Integrin αE(CD103)β7 influences cellular shape and motility in a ligand-dependent fashion

While the extravasation cascade of lymphocytes is well characterized, data on their intraepithelial positioning and morphology are scant. However, the latter process is presumably crucial for many immune functions. Integrin alpha(E)(CD103)beta(7) has previously been implicated in epithelial retention of some T cells through binding to E-cadherin. Our current data suggest that alpha(E)(CD103)beta(7) also determines shape and motility of some lymphocytes.

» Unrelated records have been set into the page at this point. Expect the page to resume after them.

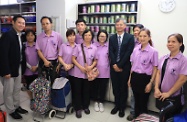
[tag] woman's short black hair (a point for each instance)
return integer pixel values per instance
(102, 31)
(70, 32)
(46, 17)
(30, 31)
(80, 20)
(16, 17)
(138, 25)
(86, 31)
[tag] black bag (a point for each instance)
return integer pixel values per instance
(176, 100)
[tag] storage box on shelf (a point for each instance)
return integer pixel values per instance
(102, 15)
(27, 9)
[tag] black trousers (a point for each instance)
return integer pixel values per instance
(71, 78)
(98, 89)
(138, 84)
(30, 79)
(50, 72)
(81, 93)
(120, 88)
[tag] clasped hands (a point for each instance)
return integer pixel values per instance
(116, 68)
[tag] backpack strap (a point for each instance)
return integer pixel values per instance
(4, 118)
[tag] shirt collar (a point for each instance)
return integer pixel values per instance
(146, 48)
(98, 44)
(78, 35)
(178, 56)
(90, 47)
(68, 44)
(27, 45)
(52, 34)
(121, 35)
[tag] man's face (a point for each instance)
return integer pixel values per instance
(120, 26)
(46, 24)
(81, 27)
(19, 24)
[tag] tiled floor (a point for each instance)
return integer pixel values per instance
(93, 117)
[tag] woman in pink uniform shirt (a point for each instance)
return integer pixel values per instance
(144, 61)
(103, 65)
(30, 60)
(81, 85)
(65, 52)
(175, 73)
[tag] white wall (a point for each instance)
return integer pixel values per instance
(51, 9)
(64, 9)
(162, 24)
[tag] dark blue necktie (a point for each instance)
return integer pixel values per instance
(119, 47)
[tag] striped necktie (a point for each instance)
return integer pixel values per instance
(119, 47)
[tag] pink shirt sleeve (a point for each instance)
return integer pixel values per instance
(75, 51)
(61, 50)
(155, 58)
(183, 69)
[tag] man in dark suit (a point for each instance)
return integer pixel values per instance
(121, 46)
(10, 67)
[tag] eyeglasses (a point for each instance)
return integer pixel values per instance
(102, 36)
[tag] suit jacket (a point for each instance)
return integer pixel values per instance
(127, 47)
(9, 54)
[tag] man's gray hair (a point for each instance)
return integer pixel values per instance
(120, 19)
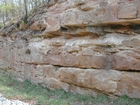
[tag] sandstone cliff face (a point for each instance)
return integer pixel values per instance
(82, 46)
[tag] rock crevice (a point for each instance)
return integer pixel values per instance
(80, 46)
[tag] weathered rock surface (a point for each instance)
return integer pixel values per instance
(82, 46)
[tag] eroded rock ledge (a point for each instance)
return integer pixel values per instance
(82, 46)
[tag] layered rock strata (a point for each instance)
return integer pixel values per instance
(83, 46)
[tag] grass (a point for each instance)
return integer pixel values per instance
(38, 95)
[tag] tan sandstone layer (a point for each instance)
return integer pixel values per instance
(82, 46)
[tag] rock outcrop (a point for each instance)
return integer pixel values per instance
(82, 46)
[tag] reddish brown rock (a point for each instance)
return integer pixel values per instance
(126, 60)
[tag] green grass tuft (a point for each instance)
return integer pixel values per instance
(25, 91)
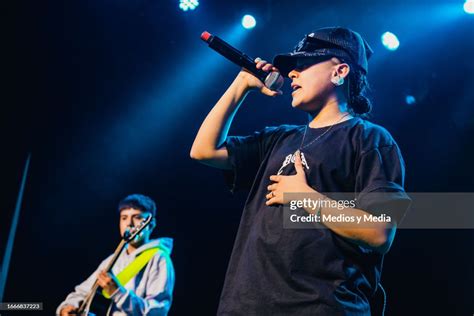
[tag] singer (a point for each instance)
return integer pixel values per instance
(148, 291)
(332, 270)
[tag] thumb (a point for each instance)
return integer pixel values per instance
(269, 92)
(298, 164)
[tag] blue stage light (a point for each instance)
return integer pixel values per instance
(248, 21)
(410, 100)
(390, 41)
(469, 6)
(186, 5)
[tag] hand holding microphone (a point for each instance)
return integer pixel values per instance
(269, 79)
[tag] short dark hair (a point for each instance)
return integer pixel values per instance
(138, 201)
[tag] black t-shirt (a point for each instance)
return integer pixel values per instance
(278, 271)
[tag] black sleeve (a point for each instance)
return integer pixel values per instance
(246, 153)
(379, 182)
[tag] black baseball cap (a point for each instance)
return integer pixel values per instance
(325, 43)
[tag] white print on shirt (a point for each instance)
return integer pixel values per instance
(291, 159)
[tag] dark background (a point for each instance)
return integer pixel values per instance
(108, 96)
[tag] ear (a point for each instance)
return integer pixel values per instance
(152, 225)
(342, 70)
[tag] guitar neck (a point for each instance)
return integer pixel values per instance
(90, 296)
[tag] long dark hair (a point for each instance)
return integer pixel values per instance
(356, 92)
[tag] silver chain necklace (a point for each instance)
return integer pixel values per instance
(326, 131)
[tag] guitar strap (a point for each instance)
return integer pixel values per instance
(136, 265)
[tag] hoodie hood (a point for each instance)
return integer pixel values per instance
(165, 244)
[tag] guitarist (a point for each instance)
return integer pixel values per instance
(149, 292)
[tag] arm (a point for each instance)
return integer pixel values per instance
(159, 290)
(207, 146)
(80, 291)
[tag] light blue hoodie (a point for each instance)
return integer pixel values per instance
(148, 293)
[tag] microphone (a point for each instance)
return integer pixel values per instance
(272, 80)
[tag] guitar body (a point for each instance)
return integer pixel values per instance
(98, 307)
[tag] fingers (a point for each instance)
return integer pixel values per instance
(272, 201)
(275, 178)
(272, 187)
(264, 65)
(298, 164)
(271, 93)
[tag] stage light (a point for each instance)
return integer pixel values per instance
(186, 5)
(469, 6)
(390, 41)
(248, 21)
(410, 100)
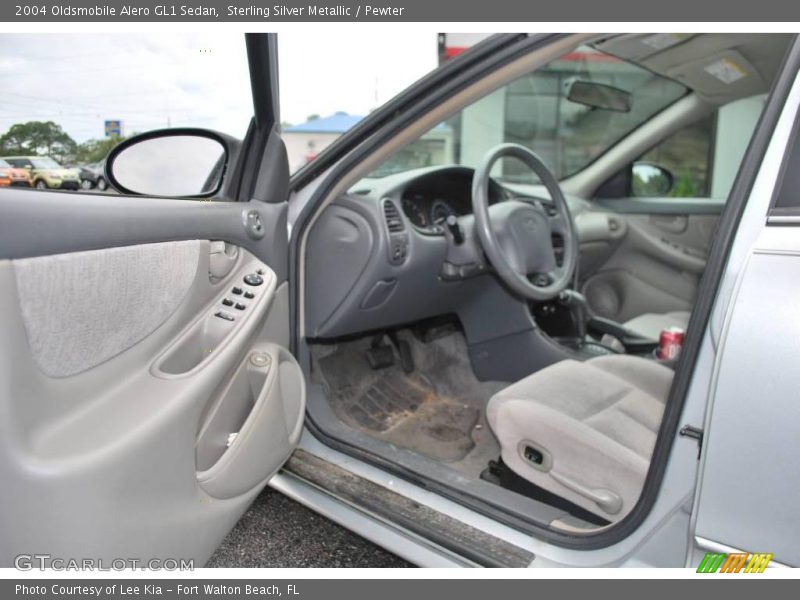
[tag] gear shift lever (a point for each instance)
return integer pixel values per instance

Time-lapse microscopy showed that wild-type alpha(E)(CD103)beta(7) conferred the ability to form cell protrusions/filopodia and to move in an amoeboid fashion on E-cadherin, an activity that was abrogated by alpha(E)(CD103)beta(7)-directed antibodies or cytochalasin D. The alpha(E)-dependent motility was further increased (P.001) when point-mutated alpha(E)(CD103) locked in a constitutively active conformation was expressed. Moreover, different yellow fluorescent protein-coupled alpha(E)(CD103) species demonstrated that the number and length of filopodia extended toward purified E-cadherin, cocultured keratinocytes, cryostat-cut skin sections, or epidermal sheets depended on functional alpha(E)(CD103). The in vivo relevance of these findings was demonstrated by wild-type dendritic epidermal T cells (DETCs), which showed significantly more dendrites and spanned larger epidermal areas as compared with DETCs of alpha(E)(CD103)-deficient mice (P.001). Thus, integrin alpha(E)(CD103)beta(7) is not only involved in epithelial retention, but also in shaping and proper intraepithelial morphogenesis of some leukocytes.